North American Power
- Trade name: North American Power
- Industry: Retail electricity and natural gas supplier
- Founder: Kerry Breitbart Carey Turnbull
- Headquarters: Norwalk, Connecticut, United States
- Key people: Deryl Brown (CEO)
- Revenue: $250–500 Million
- Number of employees: 70+
- Website: napower.com

= North American Power =

American retail energy supplier

North American Power is a retail energy supplier based in Norwalk, Connecticut.
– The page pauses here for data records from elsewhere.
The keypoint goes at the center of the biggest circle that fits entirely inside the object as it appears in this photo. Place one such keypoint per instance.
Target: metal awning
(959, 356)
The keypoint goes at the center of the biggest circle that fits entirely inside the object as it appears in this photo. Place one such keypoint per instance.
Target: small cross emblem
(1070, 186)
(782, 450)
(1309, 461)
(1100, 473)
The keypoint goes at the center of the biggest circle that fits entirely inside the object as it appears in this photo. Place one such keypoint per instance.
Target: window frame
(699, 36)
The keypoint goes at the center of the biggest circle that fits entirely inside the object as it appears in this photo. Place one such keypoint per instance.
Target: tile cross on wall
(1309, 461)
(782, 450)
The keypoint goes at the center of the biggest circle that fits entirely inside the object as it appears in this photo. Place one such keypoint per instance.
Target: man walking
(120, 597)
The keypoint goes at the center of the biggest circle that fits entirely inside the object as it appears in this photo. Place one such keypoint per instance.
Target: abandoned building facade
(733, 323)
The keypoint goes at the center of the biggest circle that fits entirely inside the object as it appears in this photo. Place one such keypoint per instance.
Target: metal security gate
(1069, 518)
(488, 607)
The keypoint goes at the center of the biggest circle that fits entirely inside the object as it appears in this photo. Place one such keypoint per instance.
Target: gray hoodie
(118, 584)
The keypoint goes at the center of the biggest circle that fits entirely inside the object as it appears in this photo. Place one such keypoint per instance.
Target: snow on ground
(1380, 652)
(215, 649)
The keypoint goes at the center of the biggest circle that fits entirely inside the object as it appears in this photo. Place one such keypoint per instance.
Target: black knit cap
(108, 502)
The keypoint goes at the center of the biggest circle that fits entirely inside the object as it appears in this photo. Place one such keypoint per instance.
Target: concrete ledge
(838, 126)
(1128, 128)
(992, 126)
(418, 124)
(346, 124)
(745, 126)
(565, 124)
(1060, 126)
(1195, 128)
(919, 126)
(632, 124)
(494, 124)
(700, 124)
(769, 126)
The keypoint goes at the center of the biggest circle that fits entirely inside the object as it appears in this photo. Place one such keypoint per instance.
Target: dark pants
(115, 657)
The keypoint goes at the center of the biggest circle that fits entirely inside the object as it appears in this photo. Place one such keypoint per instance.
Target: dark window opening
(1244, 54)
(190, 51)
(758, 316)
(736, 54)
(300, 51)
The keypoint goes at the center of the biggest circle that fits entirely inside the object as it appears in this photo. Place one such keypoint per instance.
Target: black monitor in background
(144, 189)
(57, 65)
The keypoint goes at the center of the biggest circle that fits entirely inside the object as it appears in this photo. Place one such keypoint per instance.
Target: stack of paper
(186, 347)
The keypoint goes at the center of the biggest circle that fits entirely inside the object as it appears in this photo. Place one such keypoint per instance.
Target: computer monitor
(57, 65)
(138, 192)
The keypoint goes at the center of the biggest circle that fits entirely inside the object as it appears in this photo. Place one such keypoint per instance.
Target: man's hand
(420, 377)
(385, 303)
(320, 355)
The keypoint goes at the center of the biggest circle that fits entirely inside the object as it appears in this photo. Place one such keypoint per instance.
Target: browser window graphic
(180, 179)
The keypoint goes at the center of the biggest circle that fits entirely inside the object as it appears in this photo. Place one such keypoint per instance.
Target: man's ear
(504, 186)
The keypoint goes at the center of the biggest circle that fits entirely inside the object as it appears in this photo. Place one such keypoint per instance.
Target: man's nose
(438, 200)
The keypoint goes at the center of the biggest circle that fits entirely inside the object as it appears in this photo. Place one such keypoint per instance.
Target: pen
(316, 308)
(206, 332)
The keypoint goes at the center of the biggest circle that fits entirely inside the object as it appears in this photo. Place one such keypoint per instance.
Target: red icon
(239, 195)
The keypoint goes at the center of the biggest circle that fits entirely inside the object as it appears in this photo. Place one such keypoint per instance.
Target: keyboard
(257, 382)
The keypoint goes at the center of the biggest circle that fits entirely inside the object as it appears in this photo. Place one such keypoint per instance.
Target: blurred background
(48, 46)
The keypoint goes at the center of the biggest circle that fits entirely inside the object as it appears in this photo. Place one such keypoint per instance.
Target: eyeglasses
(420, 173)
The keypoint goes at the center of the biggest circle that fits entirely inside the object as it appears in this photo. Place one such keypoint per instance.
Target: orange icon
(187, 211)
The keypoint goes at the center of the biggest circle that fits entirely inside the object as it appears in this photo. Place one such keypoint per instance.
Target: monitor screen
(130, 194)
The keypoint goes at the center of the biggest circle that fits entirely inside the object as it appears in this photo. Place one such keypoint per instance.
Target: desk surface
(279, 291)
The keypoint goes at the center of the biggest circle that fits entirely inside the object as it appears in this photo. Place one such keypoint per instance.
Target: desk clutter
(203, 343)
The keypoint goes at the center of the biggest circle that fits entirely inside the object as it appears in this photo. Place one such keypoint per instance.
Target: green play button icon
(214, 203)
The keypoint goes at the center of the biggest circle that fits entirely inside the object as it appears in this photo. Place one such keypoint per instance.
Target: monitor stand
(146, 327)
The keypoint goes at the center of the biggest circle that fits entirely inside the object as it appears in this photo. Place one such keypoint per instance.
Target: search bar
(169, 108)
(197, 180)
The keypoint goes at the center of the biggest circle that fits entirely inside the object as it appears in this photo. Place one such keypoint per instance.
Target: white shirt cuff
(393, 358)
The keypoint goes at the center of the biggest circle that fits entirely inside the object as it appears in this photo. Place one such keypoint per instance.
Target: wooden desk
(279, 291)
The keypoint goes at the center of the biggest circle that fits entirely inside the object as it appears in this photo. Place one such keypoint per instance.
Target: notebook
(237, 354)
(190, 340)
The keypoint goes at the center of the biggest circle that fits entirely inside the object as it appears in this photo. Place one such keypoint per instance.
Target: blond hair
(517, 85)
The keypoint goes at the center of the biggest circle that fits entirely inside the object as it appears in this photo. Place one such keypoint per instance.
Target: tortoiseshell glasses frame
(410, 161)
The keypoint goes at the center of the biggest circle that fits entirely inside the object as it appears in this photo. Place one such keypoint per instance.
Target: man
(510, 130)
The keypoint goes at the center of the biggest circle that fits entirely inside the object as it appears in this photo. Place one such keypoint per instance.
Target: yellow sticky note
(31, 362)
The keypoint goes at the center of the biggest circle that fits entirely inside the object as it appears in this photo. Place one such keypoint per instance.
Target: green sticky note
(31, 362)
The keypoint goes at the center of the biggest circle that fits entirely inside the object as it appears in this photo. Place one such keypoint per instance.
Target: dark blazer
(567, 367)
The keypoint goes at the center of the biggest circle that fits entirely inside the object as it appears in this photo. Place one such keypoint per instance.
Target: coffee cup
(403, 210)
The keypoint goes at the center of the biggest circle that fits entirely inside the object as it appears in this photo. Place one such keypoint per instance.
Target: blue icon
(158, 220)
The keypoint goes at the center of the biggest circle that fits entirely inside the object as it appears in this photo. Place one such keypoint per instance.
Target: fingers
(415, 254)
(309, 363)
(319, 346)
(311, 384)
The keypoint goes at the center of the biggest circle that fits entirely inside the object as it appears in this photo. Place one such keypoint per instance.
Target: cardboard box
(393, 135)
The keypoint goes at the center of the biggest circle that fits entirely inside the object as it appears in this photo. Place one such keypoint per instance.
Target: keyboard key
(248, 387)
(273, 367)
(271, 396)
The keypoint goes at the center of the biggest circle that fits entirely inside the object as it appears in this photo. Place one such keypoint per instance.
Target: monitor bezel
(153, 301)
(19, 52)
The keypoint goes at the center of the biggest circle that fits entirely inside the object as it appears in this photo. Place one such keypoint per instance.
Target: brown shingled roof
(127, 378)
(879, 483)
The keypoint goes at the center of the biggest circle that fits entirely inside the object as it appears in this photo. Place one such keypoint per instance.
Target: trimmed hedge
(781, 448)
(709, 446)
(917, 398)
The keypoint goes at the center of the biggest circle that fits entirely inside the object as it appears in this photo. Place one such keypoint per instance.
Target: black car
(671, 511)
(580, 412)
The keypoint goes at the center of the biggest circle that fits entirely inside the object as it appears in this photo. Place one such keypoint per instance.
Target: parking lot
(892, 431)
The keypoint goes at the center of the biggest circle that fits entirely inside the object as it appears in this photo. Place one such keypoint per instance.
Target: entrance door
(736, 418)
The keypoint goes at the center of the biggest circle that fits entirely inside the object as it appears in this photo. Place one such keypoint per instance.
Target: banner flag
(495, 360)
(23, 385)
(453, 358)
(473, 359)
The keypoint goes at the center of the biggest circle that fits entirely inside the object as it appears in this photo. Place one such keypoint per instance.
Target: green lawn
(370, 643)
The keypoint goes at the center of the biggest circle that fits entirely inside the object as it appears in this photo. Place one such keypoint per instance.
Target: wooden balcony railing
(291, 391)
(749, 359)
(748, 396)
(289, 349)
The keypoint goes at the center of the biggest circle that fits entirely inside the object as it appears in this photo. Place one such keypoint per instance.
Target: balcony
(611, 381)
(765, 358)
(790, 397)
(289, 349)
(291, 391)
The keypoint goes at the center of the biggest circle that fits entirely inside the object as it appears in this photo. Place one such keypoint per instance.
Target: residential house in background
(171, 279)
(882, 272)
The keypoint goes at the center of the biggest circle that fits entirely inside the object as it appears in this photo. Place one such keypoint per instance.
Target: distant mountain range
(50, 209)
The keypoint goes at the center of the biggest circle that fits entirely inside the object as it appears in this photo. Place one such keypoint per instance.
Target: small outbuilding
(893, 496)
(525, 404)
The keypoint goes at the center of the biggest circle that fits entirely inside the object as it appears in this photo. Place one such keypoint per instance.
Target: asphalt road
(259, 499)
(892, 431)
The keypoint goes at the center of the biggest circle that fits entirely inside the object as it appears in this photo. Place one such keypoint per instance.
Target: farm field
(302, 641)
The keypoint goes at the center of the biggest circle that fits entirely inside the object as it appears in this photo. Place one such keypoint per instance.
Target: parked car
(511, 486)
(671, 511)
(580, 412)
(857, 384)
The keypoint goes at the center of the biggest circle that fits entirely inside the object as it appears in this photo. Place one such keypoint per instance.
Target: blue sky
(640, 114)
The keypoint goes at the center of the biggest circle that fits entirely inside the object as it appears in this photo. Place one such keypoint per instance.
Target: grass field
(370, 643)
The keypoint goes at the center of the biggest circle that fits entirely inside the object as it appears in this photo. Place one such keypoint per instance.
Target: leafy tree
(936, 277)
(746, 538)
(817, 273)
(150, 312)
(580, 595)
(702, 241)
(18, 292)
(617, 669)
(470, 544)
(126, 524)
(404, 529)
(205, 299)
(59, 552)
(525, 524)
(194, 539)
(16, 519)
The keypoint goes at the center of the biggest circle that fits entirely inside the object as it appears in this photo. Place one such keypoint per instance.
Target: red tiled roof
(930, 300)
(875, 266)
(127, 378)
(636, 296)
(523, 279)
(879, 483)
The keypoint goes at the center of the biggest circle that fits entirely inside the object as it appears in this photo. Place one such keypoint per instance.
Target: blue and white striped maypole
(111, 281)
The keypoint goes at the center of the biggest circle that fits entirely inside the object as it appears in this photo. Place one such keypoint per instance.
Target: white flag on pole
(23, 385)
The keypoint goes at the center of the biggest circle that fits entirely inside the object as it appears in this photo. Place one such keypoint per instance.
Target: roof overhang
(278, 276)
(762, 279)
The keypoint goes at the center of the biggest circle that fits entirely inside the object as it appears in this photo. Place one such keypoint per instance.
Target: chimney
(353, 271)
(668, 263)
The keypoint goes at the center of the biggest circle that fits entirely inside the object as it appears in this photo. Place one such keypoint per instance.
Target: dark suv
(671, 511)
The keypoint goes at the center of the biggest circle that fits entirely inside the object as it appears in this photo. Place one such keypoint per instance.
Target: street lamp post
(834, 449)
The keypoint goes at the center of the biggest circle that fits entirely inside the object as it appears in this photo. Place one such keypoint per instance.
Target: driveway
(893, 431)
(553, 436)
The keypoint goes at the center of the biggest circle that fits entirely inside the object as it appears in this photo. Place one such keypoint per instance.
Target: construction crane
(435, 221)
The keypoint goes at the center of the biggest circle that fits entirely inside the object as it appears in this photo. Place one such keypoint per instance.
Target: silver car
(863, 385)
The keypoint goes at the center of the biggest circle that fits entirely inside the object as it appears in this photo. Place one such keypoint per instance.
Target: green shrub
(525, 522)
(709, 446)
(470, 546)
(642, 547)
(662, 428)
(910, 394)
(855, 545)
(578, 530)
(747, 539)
The company provides electricity and natural gas to residential and commercial customers in 12 deregulated states: Connecticut, Georgia, Illinois, Maine, Maryland, New Hampshire, New Jersey, New York, Ohio, Pennsylvania, Rhode Island, and Texas.

==Business model==

North American Power formerly used a multi-level marketing model to sell utilities, In January 2015, the company announced that it would be terminating the network marketing division of its company.

In January 2011, the Maryland Public Service Commission (MPSC) began an investigation of the company for misleading sales practices. On 9 June 2011, the company was fined $100,000 by the MPSC. On 16 August 2013, the commission closed the file after finding that the company had completed the required remedial measures it had agreed to. In a statement, founder Kerry Breitbart attributed the problems to rapid growth, and stated that the company was improved by its re-examined practices.

The company also sold Renewable Energy Certificates (RECs) through their American Wind program. A 2014 report by environmental watchdog group EcoRI said that the company did not specify if these certificates were from the older class of RECs, or from the substantially more expensive and efficient newer class. North American Power said that the RECs were certified by ISO New England, although that organization said they do not certify RECs.